Senior Sydney Kaemmerlen of St. Louis is the recipient of the Merit Award and $10,000.
“In a unique year, and within unique circumstances, the Class of 2020 Vanderbilt art seniors have shown their resilience and dedication to continue making art,” said Vesna Pavlović, associate professor of art and director of undergraduate studies. “Adjusting and adapting to their home studios, they have all produced beautiful and intriguing thesis works, showing to the world true perseverance and creativity.”
Arp is an interdisciplinary artist concerned with emotion, memory, ritual and religion seen through the lens of her queer experience. She saturates quotidian objects and practices with meaning, using emotionally and historically charged materials and processes to speak about her family, relationships and identity. Arp is distinctly interested in where art meets life, and the exchange between one’s self and one’s proximate environment. Arp’s changing working conditions due to the COVID-19 pandemic have influenced her practice, and she acknowledges these limits through various changes to her exhibition. She adapts what she originally envisioned as a poetry reading performance that would have taken place in the gallery into a video format that can be experienced digitally. She chose to memorialize the few tools she has access to—a hammer, chisel, screwdriver and palette knife—and celebrate their enduring ability to create artworks by casting them in the wax from Advent candles. An Advent wreath is composed of four candles, three purple and one pink, each representing a distinct virtue of hope, faith, joy and love. These wax tools symbolize art-making, world-making and future-making, and they give Arp the ability to create a future that reclaims these virtues.

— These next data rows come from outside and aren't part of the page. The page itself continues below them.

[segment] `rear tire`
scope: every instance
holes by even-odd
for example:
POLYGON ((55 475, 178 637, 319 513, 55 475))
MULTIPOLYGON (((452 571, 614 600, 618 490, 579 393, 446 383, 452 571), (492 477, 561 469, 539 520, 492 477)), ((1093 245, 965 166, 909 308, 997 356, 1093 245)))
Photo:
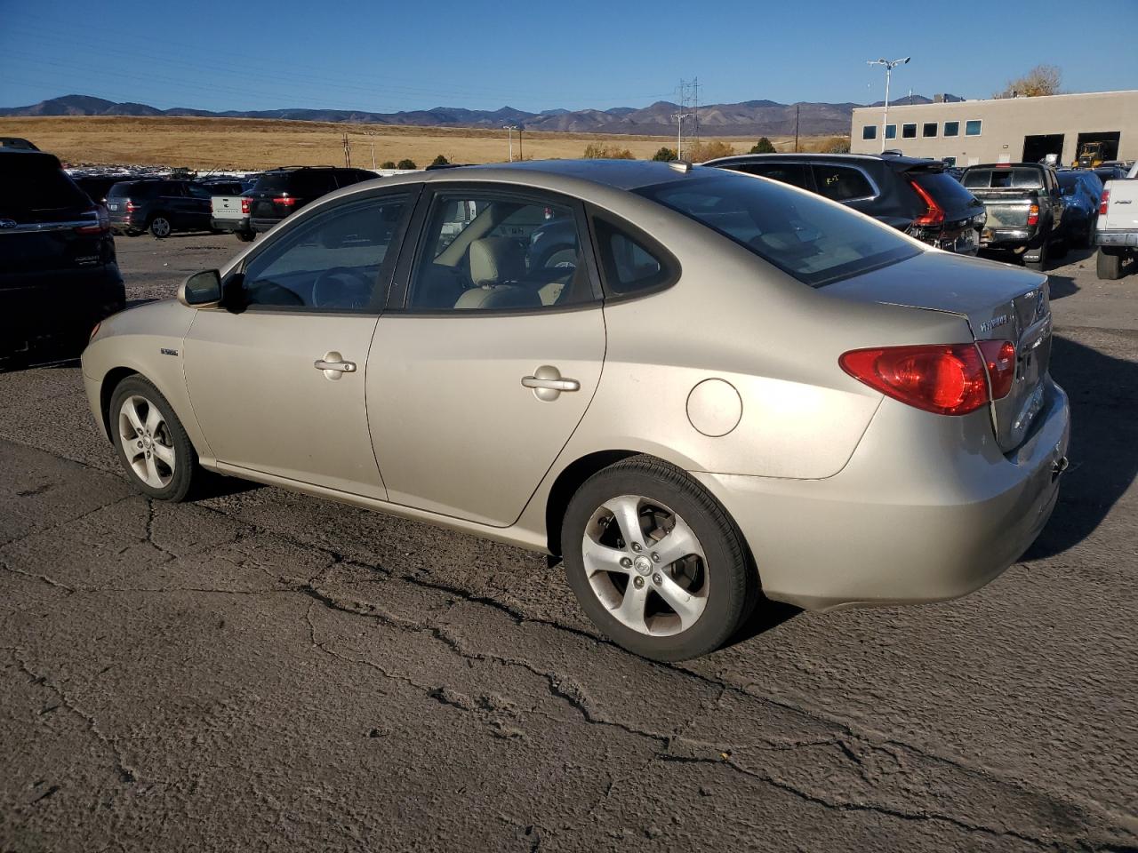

Kaemmerlen is constantly striving to discover more about herself and her surroundings. Her work, driven by this pursuit, explores identity and questions normalcy on both an individual and societal scale. As a member of the LGBTQ+ community, her work often deals with her observations as a queer woman in the contemporary world. Her project, queer notion, is based in reflection and communication. The piece features photographs of the artist wearing six crochet masks, each made using the fabric from recycled clothing as yarn. She chose this material intentionally, utilizing clothing as a commonly understood physical reflection of our identity. She deconstructs each item of clothing into a liminal form before carefully crocheting it into a novel object. Each mask is made to represent an emotional sensation that she has experienced in her identity journey. “Frustration,” “passion,” “hope,” “dread,” “self-reliance” and “hesitancy” serve as the names for each of these sensations. In wearing a mask, which is meant to communicate her inner experience, Kaemmerlen juxtaposes the definition of the object as something meant to conceal with the intent to outwardly express one’s inner self.
The other graduating art majors exhibiting are Kirsten Bailey, Alexis Bray, Peter Hill, Thomas Maertens, Arezou Moosavi, Sophie Stark and Fei Yang.
The jurors for this year’s competition are all distinguished artists and educators. They include Edra Soto, School of the Art Institute Chicago; independent artist and photographer Stacy Kranitz, a 2020 Guggenheim Fellow; and Ethan Morrow, chair in painting and drawing at the School of the Museum of Fine Arts, Tufts University.
The Department of Art has supervised the awarding of the Margaret Stonewall Wooldridge Hamblet Award since 1984. The award was established by Clement H. Hamblet in honor of his wife, whom he met while she was studying abroad. The Hamblet Award is meant to provide the means for travel and independent art activity for one year, culminating in an exhibition at Vanderbilt.